Le coup d’Etat, un scénario que connaît parfaitement, Amadou Toumani Touré, pour l’avoir exécuté avec maestria en 1991, pour chasser du pouvoir, Moussa Traoré, avant d’en être lui-même victime en 2012, à seulement deux mois de la fin de son second mandat. Ce fut, pour ATT, l’un des premiers tours que sait si bien jouer le destin, aux hommes. L’une des dernières véritables apparitions publiques de ATT, c’était à l’occasion des obsèques de Moussa Traoré, celui-là même qu’il a mis hors-jeu, perpétrant ainsi le deuxième putsch militaire de l’histoire politique du Mali. Il est donc parti, comme s’il répondait à l’appel du général, décédé le 15 septembre dernier. Deuxième tour du destin. Amadou Toumani Touré, venait de souffler sa 72è bougie. C’était le 4 novembre. Troisième tour du destin, car, novembre devient le mois de double anniversaire, naissance et décès, pour ATT. Parti en exil forcé au Sénégal, après ces années de gloire, avant de revenir au bercail, c’est malheureusement loin de la terre de ses ancêtres qu’il s’inclinera définitivement, emporté par la maladie. Ce fut le quatrième et dernier tour que le destin venait de jouer à ATT.
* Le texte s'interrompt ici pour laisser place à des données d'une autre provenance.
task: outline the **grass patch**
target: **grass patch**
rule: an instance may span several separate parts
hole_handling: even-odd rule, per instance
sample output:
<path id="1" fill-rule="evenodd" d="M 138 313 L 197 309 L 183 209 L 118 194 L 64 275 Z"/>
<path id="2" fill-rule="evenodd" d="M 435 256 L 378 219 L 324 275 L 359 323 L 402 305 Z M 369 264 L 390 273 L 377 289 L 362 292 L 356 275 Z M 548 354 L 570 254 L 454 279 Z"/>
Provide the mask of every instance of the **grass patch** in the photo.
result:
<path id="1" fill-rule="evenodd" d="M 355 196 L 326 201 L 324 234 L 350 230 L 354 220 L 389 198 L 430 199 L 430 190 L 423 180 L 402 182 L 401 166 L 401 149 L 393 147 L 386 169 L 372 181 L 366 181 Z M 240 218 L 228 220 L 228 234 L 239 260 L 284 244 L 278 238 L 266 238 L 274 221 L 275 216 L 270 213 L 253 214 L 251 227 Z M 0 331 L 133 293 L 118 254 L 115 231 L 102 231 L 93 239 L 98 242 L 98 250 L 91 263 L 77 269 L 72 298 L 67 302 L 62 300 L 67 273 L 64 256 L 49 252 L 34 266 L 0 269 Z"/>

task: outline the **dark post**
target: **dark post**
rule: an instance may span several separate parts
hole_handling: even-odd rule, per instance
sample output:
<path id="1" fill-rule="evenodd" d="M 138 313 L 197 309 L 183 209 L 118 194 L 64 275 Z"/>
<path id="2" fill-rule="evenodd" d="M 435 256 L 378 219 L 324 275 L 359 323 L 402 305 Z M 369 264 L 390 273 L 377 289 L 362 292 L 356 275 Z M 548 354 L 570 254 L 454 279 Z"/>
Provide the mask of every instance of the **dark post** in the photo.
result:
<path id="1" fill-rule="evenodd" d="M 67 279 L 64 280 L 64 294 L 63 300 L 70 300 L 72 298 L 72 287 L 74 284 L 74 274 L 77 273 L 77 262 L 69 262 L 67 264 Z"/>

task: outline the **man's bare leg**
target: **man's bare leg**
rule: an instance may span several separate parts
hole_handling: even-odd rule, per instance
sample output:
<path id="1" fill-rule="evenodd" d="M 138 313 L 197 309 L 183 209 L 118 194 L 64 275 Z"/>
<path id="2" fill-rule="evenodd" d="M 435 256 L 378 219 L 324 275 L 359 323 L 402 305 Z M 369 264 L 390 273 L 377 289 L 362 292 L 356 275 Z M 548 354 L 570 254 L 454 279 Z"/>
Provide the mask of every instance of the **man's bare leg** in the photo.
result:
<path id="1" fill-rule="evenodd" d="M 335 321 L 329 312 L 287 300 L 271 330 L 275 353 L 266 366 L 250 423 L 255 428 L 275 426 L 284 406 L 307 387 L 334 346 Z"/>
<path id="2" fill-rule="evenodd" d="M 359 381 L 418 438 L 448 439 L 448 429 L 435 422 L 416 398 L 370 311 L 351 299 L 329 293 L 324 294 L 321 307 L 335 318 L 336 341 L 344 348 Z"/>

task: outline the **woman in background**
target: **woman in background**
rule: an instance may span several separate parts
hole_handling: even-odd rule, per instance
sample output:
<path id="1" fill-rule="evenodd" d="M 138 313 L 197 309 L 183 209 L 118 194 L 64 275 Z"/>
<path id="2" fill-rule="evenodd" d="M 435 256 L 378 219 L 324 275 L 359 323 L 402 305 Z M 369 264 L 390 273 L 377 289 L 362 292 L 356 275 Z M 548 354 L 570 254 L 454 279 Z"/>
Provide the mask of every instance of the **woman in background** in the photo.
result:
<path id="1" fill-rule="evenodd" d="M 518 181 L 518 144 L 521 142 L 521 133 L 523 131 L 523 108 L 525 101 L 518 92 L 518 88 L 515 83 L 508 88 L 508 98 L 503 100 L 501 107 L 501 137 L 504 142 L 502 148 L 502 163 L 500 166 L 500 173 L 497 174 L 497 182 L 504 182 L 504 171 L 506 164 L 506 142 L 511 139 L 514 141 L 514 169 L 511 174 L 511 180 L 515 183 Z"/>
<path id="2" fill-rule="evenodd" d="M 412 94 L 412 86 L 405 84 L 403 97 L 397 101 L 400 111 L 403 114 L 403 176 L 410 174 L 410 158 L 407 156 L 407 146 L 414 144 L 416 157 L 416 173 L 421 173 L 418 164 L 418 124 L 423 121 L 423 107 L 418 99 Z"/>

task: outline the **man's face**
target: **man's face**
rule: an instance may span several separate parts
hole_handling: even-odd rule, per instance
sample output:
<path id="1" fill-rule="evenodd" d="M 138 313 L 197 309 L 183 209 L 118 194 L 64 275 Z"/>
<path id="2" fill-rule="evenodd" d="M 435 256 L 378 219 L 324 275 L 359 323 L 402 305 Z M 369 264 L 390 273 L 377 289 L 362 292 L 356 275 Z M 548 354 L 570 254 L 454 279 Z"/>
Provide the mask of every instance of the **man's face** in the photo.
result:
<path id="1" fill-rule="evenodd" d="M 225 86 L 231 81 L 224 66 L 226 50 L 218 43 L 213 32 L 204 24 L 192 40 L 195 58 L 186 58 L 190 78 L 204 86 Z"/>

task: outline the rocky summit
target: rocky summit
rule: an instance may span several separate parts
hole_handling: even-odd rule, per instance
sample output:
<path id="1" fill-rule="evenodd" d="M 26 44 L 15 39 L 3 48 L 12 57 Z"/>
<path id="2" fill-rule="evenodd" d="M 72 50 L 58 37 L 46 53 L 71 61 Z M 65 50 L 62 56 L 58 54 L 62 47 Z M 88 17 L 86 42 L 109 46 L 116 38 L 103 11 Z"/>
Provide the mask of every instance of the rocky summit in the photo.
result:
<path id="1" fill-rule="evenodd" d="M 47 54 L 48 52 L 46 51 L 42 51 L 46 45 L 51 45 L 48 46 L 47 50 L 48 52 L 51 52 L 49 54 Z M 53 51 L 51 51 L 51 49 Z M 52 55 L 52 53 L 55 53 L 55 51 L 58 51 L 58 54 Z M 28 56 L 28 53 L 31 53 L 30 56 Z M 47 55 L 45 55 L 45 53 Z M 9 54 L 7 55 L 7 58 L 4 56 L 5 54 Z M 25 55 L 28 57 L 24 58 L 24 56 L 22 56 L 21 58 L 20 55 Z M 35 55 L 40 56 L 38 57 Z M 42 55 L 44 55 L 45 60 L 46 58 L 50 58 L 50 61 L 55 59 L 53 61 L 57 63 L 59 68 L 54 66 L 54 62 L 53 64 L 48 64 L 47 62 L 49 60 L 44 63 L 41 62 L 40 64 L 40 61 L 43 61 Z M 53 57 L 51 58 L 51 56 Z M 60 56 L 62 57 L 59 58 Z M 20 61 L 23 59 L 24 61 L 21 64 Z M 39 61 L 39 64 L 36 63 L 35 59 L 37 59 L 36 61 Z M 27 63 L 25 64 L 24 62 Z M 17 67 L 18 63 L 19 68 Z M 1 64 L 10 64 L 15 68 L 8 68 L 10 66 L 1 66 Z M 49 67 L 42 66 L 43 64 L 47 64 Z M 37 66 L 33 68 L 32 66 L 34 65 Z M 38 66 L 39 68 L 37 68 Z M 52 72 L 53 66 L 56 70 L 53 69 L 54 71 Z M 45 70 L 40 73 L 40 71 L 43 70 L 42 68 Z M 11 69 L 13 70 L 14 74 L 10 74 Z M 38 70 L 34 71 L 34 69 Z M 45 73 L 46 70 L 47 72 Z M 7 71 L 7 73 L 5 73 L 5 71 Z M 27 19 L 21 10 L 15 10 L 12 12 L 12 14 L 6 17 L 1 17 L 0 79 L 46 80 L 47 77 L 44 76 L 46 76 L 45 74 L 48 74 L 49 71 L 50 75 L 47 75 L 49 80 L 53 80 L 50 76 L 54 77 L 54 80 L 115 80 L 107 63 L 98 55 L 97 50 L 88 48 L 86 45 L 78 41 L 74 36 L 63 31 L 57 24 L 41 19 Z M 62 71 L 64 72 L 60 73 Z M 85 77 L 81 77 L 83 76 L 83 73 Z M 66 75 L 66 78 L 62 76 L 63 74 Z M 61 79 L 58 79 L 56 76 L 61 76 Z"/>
Le «soldat de la démocratie»

Au-delà de ces péripéties de la vie, et bien que le reproche lui soit fait d’avoir favorisé la sanctuarisation des djihadistes au Mali, les hommages qui lui sont rendus de tous bords, prouvent, à souhait, que Amadou Toumani Touré fut un digne fils de cette patrie malienne à laquelle il a tout donné, en tant que militaire, et surtout en tant que «soldat de la démocratie». La perfection n’étant pas de ce monde des humains, ATT est loin d’être sans défaut. Mais c’est bien lui qui, après avoir balayé la maison, a permis au Mali de vivre sa première véritable élection démocratique et ensuite sa première alternance démocratique, en 2002. Un président démocratiquement élu, Alpha Oumar Konaré, passe le témoin à un autre président démocratiquement élu…Amadou Toumani Touré, qui se refait ainsi une virginité, en se débarrassant du béret rouge de parachutiste putschiste, pour le boubou et bonnet de chef de l’Etat sorti des urnes. ATT, c’est aussi celui qui a contribué, par ses missions de paix pour l’ONU et autres, à rabibocher des frères ennemis, par exemple en Centrafrique et au Tchad.

Héros de tes frères d’arme, ami des enfants, grand homme tu as été, grand homme tu resteras, dans l’histoire politique moderne malienne que tu as marquée de ton empreinte. Et la formule consacrée tombe: «Va et que la terre libre du Mali te soit légère».